When we speak, the band is deep in preparation – but not allowed to give too much away. “We’re having so much fun materialising the way the costumes might connect with the lyrics and the performance will connect with the audience,” says Ross.

Australian audiences will be familiar with Electric Fields’ uplifting, ethereal pop songs: soaring vocals and pulsing club beats that have taken them to underground queer parties in Sydney, to the Western Australian desert, to Melbourne’s Hamer Hall.

But their Australian TV debut came earlier, by way of televised song contests: Ross reached the Top 6 of 2013’s the X-Factor with a cover of Diana Ross’ You Can’t Hurry Love, and Fielding made it to the grand final of the Voice in 2015, performing Tracy Chapman’s Talkin’ Bout a Revolution.

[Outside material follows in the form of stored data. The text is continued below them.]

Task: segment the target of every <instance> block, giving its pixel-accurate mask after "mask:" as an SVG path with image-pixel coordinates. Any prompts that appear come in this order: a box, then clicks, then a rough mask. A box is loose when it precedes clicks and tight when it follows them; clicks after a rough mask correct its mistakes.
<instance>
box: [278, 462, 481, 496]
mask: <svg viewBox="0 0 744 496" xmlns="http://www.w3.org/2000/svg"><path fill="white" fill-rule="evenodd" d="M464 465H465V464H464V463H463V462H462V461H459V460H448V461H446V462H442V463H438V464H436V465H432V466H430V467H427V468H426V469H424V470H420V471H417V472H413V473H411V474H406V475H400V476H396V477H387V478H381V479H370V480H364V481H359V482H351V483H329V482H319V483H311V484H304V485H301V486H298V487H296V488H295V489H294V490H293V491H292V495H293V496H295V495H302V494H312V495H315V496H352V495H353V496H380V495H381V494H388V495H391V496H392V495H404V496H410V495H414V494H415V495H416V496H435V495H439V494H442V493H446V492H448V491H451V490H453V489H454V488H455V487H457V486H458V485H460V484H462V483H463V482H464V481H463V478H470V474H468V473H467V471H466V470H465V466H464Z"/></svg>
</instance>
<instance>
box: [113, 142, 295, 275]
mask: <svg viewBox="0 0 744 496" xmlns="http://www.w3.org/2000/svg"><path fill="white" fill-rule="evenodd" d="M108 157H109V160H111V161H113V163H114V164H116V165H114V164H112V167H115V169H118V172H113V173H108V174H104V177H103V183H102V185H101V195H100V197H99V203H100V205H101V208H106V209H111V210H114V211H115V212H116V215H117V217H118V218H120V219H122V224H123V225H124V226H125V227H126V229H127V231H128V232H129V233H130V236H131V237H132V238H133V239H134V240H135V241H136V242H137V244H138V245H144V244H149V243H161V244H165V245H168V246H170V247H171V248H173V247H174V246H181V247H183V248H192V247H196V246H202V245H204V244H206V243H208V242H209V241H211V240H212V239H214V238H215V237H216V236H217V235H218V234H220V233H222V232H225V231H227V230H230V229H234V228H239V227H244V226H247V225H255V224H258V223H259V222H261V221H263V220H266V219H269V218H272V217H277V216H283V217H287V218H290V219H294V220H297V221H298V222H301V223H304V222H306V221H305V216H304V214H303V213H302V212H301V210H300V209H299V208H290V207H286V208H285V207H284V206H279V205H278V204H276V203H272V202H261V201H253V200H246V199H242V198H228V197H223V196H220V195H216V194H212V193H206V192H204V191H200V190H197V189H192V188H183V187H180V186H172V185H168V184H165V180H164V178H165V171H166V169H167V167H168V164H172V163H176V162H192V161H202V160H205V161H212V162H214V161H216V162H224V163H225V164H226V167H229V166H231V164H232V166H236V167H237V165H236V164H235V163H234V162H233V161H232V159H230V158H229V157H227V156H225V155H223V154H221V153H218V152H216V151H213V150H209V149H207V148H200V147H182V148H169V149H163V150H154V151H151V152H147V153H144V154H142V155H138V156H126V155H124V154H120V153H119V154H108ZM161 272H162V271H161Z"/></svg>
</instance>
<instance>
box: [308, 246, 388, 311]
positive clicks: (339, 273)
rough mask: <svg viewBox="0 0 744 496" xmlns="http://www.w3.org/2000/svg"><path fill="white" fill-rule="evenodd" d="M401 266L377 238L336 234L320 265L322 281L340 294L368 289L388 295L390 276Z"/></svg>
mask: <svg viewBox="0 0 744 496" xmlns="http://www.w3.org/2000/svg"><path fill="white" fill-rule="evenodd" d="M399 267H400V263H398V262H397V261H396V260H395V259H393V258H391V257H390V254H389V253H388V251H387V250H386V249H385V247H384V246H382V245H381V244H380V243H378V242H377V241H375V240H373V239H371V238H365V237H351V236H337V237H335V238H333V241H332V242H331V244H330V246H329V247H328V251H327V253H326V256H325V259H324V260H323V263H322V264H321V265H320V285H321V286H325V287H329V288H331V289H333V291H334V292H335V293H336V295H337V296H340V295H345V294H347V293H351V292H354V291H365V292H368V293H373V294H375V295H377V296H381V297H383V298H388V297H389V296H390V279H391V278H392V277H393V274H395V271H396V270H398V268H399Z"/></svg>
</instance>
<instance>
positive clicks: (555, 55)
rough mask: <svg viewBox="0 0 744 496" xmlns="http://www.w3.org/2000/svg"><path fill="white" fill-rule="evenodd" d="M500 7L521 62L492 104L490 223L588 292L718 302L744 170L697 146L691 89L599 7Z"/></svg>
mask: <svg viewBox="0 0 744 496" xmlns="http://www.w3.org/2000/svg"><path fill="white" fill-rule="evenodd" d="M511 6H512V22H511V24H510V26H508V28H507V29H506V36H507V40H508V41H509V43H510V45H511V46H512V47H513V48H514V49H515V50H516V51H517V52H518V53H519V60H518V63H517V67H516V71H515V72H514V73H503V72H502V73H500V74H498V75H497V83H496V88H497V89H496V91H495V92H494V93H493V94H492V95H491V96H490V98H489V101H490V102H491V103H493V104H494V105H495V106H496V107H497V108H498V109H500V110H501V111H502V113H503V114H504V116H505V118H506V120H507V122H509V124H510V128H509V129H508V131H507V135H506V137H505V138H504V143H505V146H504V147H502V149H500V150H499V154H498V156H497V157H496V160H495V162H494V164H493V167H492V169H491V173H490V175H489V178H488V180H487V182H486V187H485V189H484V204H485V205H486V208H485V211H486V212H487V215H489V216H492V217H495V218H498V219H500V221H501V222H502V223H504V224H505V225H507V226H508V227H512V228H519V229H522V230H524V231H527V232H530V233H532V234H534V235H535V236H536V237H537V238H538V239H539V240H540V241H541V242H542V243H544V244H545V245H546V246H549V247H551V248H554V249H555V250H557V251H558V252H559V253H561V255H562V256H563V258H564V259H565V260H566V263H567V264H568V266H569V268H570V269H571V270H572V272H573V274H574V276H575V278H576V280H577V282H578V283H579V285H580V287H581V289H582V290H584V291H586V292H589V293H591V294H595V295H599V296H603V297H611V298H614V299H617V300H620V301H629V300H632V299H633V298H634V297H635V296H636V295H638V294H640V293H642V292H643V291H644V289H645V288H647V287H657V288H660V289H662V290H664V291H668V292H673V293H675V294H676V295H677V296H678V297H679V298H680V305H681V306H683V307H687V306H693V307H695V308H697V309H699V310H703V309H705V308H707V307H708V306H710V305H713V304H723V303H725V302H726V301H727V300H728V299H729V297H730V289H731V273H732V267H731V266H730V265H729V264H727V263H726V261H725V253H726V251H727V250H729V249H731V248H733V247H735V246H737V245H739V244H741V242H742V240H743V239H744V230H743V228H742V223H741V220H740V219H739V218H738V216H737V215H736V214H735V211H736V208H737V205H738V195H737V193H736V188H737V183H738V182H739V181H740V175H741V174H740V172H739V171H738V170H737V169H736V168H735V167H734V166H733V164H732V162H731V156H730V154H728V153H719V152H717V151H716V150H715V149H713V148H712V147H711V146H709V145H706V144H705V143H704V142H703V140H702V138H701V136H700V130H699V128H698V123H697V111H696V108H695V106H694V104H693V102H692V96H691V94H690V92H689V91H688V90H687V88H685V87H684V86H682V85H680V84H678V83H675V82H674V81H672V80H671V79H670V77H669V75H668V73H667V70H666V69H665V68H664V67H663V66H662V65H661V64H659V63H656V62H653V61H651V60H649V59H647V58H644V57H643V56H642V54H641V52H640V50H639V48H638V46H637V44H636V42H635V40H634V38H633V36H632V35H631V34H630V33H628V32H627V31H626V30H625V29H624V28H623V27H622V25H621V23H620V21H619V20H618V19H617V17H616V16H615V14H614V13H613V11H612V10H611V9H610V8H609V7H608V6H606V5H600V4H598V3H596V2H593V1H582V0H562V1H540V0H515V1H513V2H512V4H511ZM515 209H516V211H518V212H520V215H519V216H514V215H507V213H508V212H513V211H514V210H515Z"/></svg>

Neither imagined they would one day make it to the Eurovision stage – although they came tantalisingly close in 2019, coming second to Kate Miller-Heidke in a televised competition to represent the country.

“It’s such a major deal,” says Ross now. “We make art for the sake of it [but] I’ve always been deeply ambitious. My deep hope was always to impact the world, even in the smallest positive way.”

Coming out was not a simple proposition for Ross, who grew up in conservative, religious Queensland.

“I pretty much had to hide my soul up until I left school,” he says. “I had to try to walk differently, I had to move my hands differently. And it’s a very unique experience that only queer people would really understand – pretending that you’re the opposite of what you are.

“When I finally did come out and accept myself, I had to battle family for 18 years, and only really felt full acceptance in my 30s. Having endured that, there is a very deep strength that you acquire, and I use that almost every day – usually to stand up for other people who are being othered.”

For Fielding, growing up in a remote Indigenous community as a queer kid held its own unique challenges: queer sexuality, he says, is not something that is verbalised in his culture.

“With my family, I didn’t even come out … There was no reason for it. My brother reminded me of it a few years ago – he said, ‘You know, you didn’t really come out to us.’ I didn’t really verbalise it, I was just more being it.”

Fielding is also a successful visual artist who won the $50,000 Wynne prize for landscape painting at the 2023 Archibald prize. He says the stage is where he feels most free to express who he is. “We love challenging how far we can milk sorrow, how far we can milk joy … It’s a stage of freedom.”

Their performance will also be the first time a song incorporating Australian Aboriginal language has been part of Eurovision – a groundbreaking moment that comes with mixed feelings for Fielding.

“I feel really proud, even though my people were humiliated by their own country,” he says, reflecting on the unsuccessful voice to parliament referendum. “[It’s] phoenix rising vibes. Let’s move on together. Australia will eventually accept us as a whole country. I just feel really happy and ready to prove a point.”

The May event comes with its own political baggage. Thousands of artists from Sweden, Finland and Iceland have signed separate open letters demanding Israel be withdrawn from the competition due to the country’s ongoing assault in Gaza. Last week in the UK, more than 450 people signed an open letter posted by Queers for Palestine urging UK contestant Olly Alexander to withdraw; and Australia’s past Eurovision contestant Montaigne has also publicly called for Israel to be dropped.

Asked where they stand on the Eurovision boycott, Ross says Electric Fields see art as a bridge between people: “[Eurovision] is a place to increase connectivity, and we are just so focused on sharing our story.”

“Artists pick up what gets broken by stupidity,” says Fielding. “We’re focusing on healing – because the world is pretty grim at the moment. That’s what we will do on the Eurovision stage.”

  • The first semifinal of the Eurovision song contest will take place in Malmö, Sweden on Tuesday 7 May, and be broadcast live on SBS

• This article was amended on 4 April 2024. An earlier version misnamed the town of Mimili as Milili.